Il est même surprenant que le staff éditorial ait laissé Claremont raconter une histoire aussi « ample » au sein de son propre titre, empruntant de nombreux personnages à ses collègues pour l’occasion. Plus étonnante encore est la tonalité du récit : pas son versant fantasy, car on sait que le scénariste en est un fervent admirateur (et il y reviendra assez fréquemment, sur l’ensemble des titres à sa charge), mais sa noirceur et sa violence. Si ce court arc narratif est populaire auprès des fans (à cause de ses enjeux et de son rythme trépidant), il a également été fortement critiqué par certains lecteurs pour sa noirceur, et même sa « gratuité ». C’est probablement, d’ailleurs, la raison de sa non-publication par Lug à l’époque, toute trace de sub-plots menant à ce récit ayant même été gommée discrètement auparavant (en gros, ce qui tourne autour de Jaime, l’ouvrier qui découvre le médaillon de Kulan Gath). Il est vrai que le sort du Tisseur, particulièrement, interpelle (il souffre et meurt pour rien ou presque, si ce n’est montrer plus encore le côté implacable du bad guy), mais aussi le comportement de certains héros qui, comme Tornade, n’hésitent pas à abattre leurs ennemis. Certes, le tour de passe-passe final annule tout ça, mais l’impression de malaise diffus reste, surtout pour les lecteurs de l’époque moins habitué au procédé (même si le Doc Strange, sous la plume de Steve Englehart, n’en est pas à sa première expérience en la matière).
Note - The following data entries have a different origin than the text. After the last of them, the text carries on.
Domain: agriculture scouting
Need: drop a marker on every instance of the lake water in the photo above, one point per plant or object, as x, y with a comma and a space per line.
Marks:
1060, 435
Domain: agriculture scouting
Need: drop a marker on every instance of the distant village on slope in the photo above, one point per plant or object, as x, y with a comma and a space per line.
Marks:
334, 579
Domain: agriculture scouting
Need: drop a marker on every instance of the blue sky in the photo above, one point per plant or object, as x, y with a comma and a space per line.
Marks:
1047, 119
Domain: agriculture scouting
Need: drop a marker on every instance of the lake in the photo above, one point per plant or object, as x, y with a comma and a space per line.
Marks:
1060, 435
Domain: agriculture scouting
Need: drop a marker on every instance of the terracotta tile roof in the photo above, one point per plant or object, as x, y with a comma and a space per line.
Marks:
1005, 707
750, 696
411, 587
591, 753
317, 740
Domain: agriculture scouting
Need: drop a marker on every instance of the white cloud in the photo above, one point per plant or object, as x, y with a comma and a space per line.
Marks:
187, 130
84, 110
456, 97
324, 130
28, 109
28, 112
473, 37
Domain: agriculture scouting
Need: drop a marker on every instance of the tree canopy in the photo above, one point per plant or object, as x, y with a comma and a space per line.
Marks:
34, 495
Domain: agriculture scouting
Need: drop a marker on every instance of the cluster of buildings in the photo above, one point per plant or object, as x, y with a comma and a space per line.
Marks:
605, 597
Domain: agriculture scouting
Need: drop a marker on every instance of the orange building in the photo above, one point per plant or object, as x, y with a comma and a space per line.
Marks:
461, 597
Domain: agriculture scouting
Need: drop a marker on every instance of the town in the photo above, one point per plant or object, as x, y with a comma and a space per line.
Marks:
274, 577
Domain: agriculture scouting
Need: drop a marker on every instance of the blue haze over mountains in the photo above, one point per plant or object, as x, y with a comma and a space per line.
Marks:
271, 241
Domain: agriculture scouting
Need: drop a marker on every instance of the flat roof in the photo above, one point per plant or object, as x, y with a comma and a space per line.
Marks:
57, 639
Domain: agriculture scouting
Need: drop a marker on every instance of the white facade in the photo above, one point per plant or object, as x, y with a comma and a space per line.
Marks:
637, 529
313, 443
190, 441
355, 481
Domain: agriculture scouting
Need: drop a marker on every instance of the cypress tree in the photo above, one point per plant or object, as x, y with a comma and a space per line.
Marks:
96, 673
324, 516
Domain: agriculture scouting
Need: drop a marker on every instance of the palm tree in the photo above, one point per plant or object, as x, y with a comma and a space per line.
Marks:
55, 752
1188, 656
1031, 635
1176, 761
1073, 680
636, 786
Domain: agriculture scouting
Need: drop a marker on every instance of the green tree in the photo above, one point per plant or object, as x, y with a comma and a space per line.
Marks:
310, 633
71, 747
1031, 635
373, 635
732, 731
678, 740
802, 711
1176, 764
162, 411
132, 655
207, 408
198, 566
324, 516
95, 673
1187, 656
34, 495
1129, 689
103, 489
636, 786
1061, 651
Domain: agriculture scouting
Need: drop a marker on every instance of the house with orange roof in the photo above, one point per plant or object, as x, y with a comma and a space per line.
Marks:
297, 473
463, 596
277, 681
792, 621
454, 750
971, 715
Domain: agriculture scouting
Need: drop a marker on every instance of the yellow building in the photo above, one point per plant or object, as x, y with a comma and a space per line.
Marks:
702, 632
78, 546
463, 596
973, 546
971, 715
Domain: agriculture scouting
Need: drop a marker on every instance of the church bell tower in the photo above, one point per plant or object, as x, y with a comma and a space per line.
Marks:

Au sujet du final justement, un élément scénaristique très intéressant à relever : Doc Strange explique aux héros qu’il a modifié le flux temporel pour empêcher le retour de Kulan Gath rétroactivement, mais aussi qu’il ignore quelles auront été les conséquences de cette manipulation ; le lecteur le découvre, lui, dès la dernière page du numéro 191 : Strange semble en fait avoir attiré la Sentinelle Nemrod dans le présent, juste à temps pour que Nemrod lui-même, en abattant un criminel opportunément au moment où il allait libérer le sorcier, neutralise Kulan Gath. Cette combine scénaristique est astucieuse, et révélatrice de la méthode Claremont, toujours à la recherche d’un moyen élégant d’introduire de futurs arcs narratifs, et de « fluidifier » au maximum sa narration sur le long cours. Seulement, à la réflexion, c’est quand même faire peser une bien lourde responsabilité sur les épaules de ce cher Stephen Strange, responsable de la présence de Nemrod ; cet élément sera donc discrètement retconné plus tard. On expliquera que Nemrod avait finalement moyen de voyager dans le temps par lui-même, et que le sortilège de Strange n’a fait que le placer au bon endroit au bon moment… Dommage, l’idée initiale que la victoire difficile sur Kulan Gath avait un prix élevé à payer était séduisante, et très raccord tant avec les caractéristiques du personnage de Strange qu’avec les thèmes habituels de Claremont.
Dernière chose concernant ce diptyque : s’il suspend pour deux mois le déroulé habituel des sub-plots propres à l’écriture claremontienne, le diptyque lui permet quand même, via une réunion de crise à la Maison Blanche menée par Val Cooper (qui semble mettre de l’eau dans son vin anti-mutant), de continuer à développer la parabole centrale du titre, par le biais d’un vieil officier ayant assisté à la libération du camp de Buchenwald, et n’ayant nullement envie de léguer à sa postérité des camps anti-mutants. Sur une note plus anecdotique, Claremont en profite également pour étoffer encore un peu le personnage fraîchement apparu de Séléné, qui traîne en fait ses guêtres sur Terre depuis l’âge Hyborien comme on l’apprend ici (c’était déjà une rivale de Kulan Gath à l’époque, ce qui lui confère une stature certaine), faisant d’elle, et de loin, la plus vieille mutante connue.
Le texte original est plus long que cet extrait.